We arrived finally at a restaurant I did not recognize. I knew only that we were headed south and could feel from the elements, from the song of tree frogs and the lonesome whine of the tires on rough pavement, that we were headed toward the sound. I spent the last few miles of the trip listening to the road-grimy trucker beg for his baby back. Outside it was deep-country black except for a buzzing streetlight leaning above a pier over the water, casting a thin sheen on the rippling shallows. The establishment — from the low, vinyl-sided looks of it, a modular-unit, short-order grill — was obviously closed for the night. Dry-docked trawlers listed precariously in the parking lot. The scene felt illicit, excitedly so, as if we'd come to score drugs or rob someone. I thought, fleetingly, that I had found something to take the place of my fiercely coddled misery but was quickly sucked under by those insipid strings, which dragged me to the bottom of the black sound.

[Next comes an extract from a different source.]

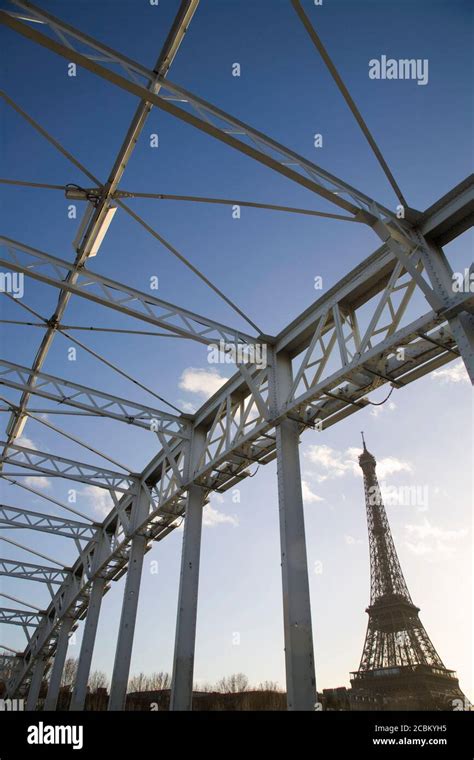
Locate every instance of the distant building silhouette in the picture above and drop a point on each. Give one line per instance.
(400, 668)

The driver had a key to the restaurant. Darren ordered him
to bring us beers and fry up some shrimp burgers. He said to me, “What the hell do you eat?”

“Not much from the looks of him,” called the driver from a kitchen lit only by the lights of freezers he was rooting around in.

“I'm on a diet,” I said. A diet with its own sound track. The heartbreak diet.

“The thing about diets is all these people starving to death and these rich fuckers on a damn diet.” This line sputtered out from the darkened kitchen.

“Your point?” Darren said to the shadows.

“Ones that can afford to eat lobster every night going around starving. Bet they ain't sending the money they save over to Africa.”